Critical Adobe Acrobat Reader Vulnerabilities Expose Users to Arbitrary Code Execution and Security Bypasses
Adobe has recently released a security bulletin addressing multiple vulnerabilities in its Acrobat and Reader software, which could potentially allow attackers to execute arbitrary code and bypass critical security features. These vulnerabilities affect both Windows and macOS platforms, underscoring the importance of prompt updates to maintain system security.
Overview of the Vulnerabilities
On December 9, 2025, Adobe issued security bulletin APSB25-119, highlighting several critical and moderate vulnerabilities within Acrobat and Reader. The most severe of these vulnerabilities include:
– Untrusted Search Path (CWE-426): This critical flaw, identified as CVE-2025-64785, allows for arbitrary code execution. It has been assigned a CVSS base score of 7.8, indicating a high level of severity.
– Out-of-Bounds Read (CWE-125): Another critical vulnerability, CVE-2025-64899, also enables arbitrary code execution with a CVSS base score of 7.8.
– Improper Verification of Cryptographic Signature (CWE-347): Two moderate vulnerabilities, CVE-2025-64786 and CVE-2025-64787, could lead to security feature bypasses. Each has been assigned a CVSS base score of 3.3.
Potential Exploitation Scenarios
The critical vulnerabilities (CVE-2025-64785 and CVE-2025-64899) pose significant risks as they can be exploited to execute arbitrary code on a user’s system. This could occur if a user opens a maliciously crafted PDF file, leading to unauthorized actions such as data theft, system compromise, or further malware installation.
The moderate vulnerabilities (CVE-2025-64786 and CVE-2025-64787) involve improper verification of cryptographic signatures. Exploitation of these flaws could allow attackers to bypass security features, potentially leading to unauthorized access or data manipulation.
Affected Products and Versions
The vulnerabilities impact multiple versions of Adobe Acrobat and Reader across different platforms:
– Acrobat DC (Continuous): Versions 25.001.20982 and earlier on Windows and macOS.
– Acrobat Reader DC (Continuous): Versions 25.001.20982 and earlier on Windows and macOS.
– Acrobat 2024 (Classic 2024): Windows versions 24.001.30264 and earlier; macOS versions 24.001.30273 and earlier.

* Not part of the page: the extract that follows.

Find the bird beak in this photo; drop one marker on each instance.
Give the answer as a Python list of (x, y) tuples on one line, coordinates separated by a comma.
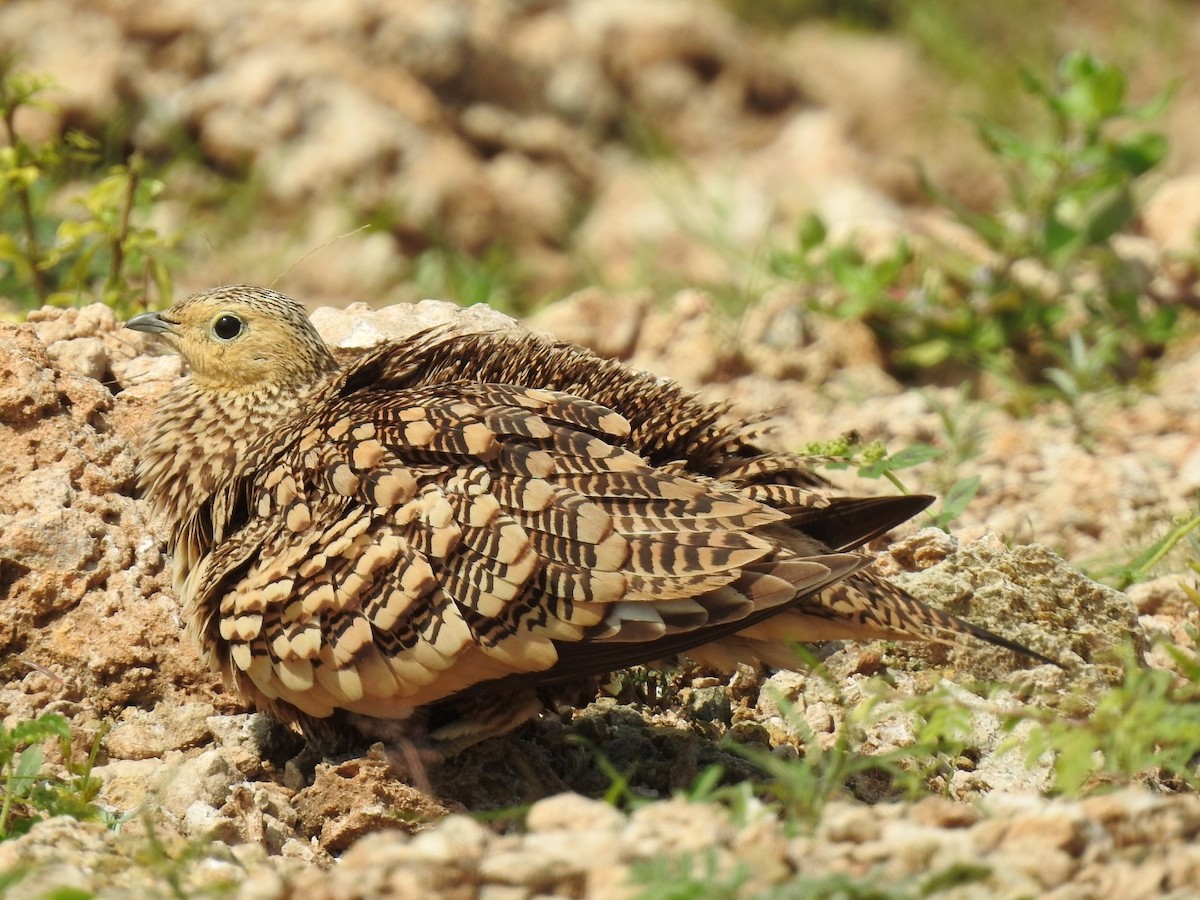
[(151, 323)]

– Acrobat 2020 (Classic 2020): Windows versions 20.005.30793 and earlier; macOS versions 20.005.30803 and earlier.
– Acrobat Reader 2020 (Classic 2020): Windows versions 20.005.30793 and earlier; macOS versions 20.005.30803 and earlier.
Recommended Actions
Adobe strongly recommends that users update their software to the latest versions to mitigate these vulnerabilities. Users can update manually by navigating to Help > Check for Updates within the application. Alternatively, enabling automatic updates ensures that security patches are applied promptly without user intervention.
The updated versions addressing these vulnerabilities are:
– Acrobat DC and Reader DC: Version 25.001.20997.
– Acrobat 2024: Version 24.001.30307 for Windows and 24.001.30308 for macOS.
– Acrobat 2020: Version 20.005.30838 for both Windows and macOS.
IT administrators are advised to deploy these updates using their preferred methods, such as AIP-GPO, bootstrapper, or SCCM, particularly in Windows environments.
Current Threat Landscape
As of now, Adobe reports no known exploits targeting these vulnerabilities in the wild. However, given the critical nature of these flaws and their potential for remote code execution, it is imperative for users and organizations to apply the updates without delay to prevent potential security breaches.
Conclusion
The discovery of these vulnerabilities in Adobe Acrobat and Reader underscores the ongoing need for vigilance in software security. By promptly updating to the latest versions, users can protect themselves against potential exploits that could lead to arbitrary code execution and security feature bypasses. Regular software updates and adherence to security best practices remain essential components of a robust cybersecurity strategy.